My cheeks turn a brighter shade of red. “How do you…” I can’t finish the sentence. It’s not like ‘virgin’ is etched across my chest. The only person who knows is Serena, and she wouldn’t tell a soul. He doesn’t know I’m a virgin. It’s a guess to get me riled up.
“I’m not a vir—”
He laughs. “Yes, you are. Now, get dressed.” He thrusts the clothes into my hands. I take them because I’m too shocked to think through any of my actions.
“I don’t know what my brother was doing with someone like you,” he says, under his breath.

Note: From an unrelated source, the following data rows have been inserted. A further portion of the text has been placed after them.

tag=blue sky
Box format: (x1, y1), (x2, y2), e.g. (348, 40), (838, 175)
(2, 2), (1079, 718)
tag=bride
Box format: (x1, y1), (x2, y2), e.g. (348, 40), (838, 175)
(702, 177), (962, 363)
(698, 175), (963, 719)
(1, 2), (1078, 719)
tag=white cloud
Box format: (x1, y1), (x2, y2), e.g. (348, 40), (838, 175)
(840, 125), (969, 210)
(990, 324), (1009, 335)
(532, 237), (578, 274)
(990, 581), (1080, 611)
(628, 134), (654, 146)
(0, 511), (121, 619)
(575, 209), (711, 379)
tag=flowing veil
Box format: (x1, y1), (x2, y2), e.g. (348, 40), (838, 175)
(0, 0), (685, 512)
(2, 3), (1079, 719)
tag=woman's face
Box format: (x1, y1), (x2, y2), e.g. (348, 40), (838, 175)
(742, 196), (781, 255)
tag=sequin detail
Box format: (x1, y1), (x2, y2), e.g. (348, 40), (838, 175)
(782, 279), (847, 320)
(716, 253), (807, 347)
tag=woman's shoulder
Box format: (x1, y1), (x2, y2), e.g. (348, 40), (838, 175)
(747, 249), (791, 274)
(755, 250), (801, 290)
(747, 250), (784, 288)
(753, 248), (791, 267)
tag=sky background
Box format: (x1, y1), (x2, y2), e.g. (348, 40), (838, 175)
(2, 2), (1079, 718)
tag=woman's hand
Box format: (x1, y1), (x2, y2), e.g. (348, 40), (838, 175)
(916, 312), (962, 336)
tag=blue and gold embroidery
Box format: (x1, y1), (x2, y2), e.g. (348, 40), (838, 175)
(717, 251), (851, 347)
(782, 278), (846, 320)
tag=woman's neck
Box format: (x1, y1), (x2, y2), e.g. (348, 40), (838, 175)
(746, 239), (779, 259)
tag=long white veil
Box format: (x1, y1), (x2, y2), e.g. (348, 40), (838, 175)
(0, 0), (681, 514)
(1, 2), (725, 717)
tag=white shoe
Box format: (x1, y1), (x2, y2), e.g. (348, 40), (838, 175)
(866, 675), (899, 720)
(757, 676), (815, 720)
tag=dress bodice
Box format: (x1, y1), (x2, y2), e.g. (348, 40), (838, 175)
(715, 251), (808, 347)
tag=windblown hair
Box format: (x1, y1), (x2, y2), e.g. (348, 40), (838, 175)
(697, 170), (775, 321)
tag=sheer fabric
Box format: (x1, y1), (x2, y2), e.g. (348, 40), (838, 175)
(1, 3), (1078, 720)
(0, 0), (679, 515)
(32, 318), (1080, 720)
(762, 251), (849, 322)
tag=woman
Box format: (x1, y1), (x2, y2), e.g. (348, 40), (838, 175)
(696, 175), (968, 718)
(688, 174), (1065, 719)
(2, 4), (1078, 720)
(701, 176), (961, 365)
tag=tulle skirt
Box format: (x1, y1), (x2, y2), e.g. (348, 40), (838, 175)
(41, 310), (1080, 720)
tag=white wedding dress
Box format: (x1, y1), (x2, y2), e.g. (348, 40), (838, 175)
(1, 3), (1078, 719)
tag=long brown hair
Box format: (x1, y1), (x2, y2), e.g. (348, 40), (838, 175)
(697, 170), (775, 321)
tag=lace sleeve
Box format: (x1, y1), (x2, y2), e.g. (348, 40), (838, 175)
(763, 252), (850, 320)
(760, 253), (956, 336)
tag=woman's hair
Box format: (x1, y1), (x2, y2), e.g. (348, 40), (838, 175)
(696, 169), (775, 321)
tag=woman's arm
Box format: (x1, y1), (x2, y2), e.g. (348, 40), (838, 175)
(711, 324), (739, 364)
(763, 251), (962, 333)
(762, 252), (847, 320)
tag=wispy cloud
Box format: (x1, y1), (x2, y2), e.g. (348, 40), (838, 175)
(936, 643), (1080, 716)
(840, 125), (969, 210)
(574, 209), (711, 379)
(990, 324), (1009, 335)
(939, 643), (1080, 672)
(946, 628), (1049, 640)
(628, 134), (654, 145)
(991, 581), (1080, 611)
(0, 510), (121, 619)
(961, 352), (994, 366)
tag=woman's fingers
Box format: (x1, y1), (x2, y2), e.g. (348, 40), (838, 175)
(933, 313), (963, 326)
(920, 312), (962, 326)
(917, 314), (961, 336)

But I hear his words. And they sting like hell. Someone like me. Of course, I’m not good enough for his brother. I don’t have a name worthy of this town. I don’t have a business waiting for me to be able to take over when I graduate. My parents didn’t donate thousands of dollars to the school. I’m a nothing. A nobody. And apparently, I’m not even worthy to f**k Sebastian for one night.
I want to yell. I want to scream. Tell Kade he’s wrong. That Sebastian doesn’t deserve me. But I’ve lost my voice. I can’t whisper, let alone scream.
I grab the white T-shirt and jerk it over my head as a pair of shorts falls to the floor. I march toward him, hoping I’m daring enough to speak when I’m right in his face. I open my mouth and nothing.
He raises an eyebrow and crosses his arms over his chest while he waits.
I hate his smug expression. I may not be able to find the words, but my anger has focused elsewhere.
I knee him hard in the balls and turn, unlock the door, and storm out. I hear him groaning in pain as I exit, and now it’s my turn to smirk.
A smirk that is wiped from my face as I hear his words, “Sebastian definitely shouldn’t be with a woman like you. You’re the kind who would get pregnant after one f**k, and he’d be yours forever.”
Tears. Damn tears.
No.
If there is one thing I’m good at, it’s not crying. Or caring. Or thinking about these foolish people. I don’t need their approval. I’m happy with who I am. I don’t want to be invited to their dumb parties. I don’t want one of their elites to be my first, or my second, or third.
Kade did me a favor. I almost made a huge mistake giving Sebastian something so precious. He would have ruined me. And not in the ‘now I have high expectations for s*x’ kind of way. He would have torn my heart to shreds when he made me realize he only f****d me because I looked hot for a moment in a dress, and I was his new infatuation. Or the more likely scenario, he was drunk and he’d already f****d all the women at his party.
I’ll keep my virginity until I find a guy who thinks of me as somebody.
I storm down the stairs, and I feel everyone gawking.
Shit.
I’m only wearing a white T-shirt and my panties. I didn’t think to pick up the shorts I dropped.
I hear the snickers. This should be the most embarrassing moment of the night. It’s not. And I refuse to go back upstairs to put more clothes on. Not even to retrieve my dress and shoes I left upstairs. I refuse.
Instead, I keep walking through the crowd searching for Serena, but I can’t find her anywhere. I didn’t bring my phone. There was nowhere to hide it in my dress, and I didn’t want to keep up with a purse. So I can’t call her or an Uber to take me home. Not that I could afford an Uber even if I had my phone.
I should have waited for Kade to call me a car before I kneed him in the balls.
I grin again, thinking about how he’s going to spend the rest of his night with an ice pack to his crotch.
Worth it.
I step out into the chilly night, my arms wrapping around myself and my legs sprouting goosebumps. My feet tingle from the cold concrete. When did it get so cold out? It’s almost May. It’s supposed to be warm.
I look down the long driveway that leads to a dark street. I live four miles from here. It’s nothing, and if I jogged, I’d be home in twenty minutes.
But I don’t have any shoes on.
It’s cold.
It’s dark.
And I’m pissed and frustrated, when I should be satisfied and blissfully ignorant. I should be asleep upstairs in Sebastian’s bed.
Instead, I’m walking home in the dark. f**k my life.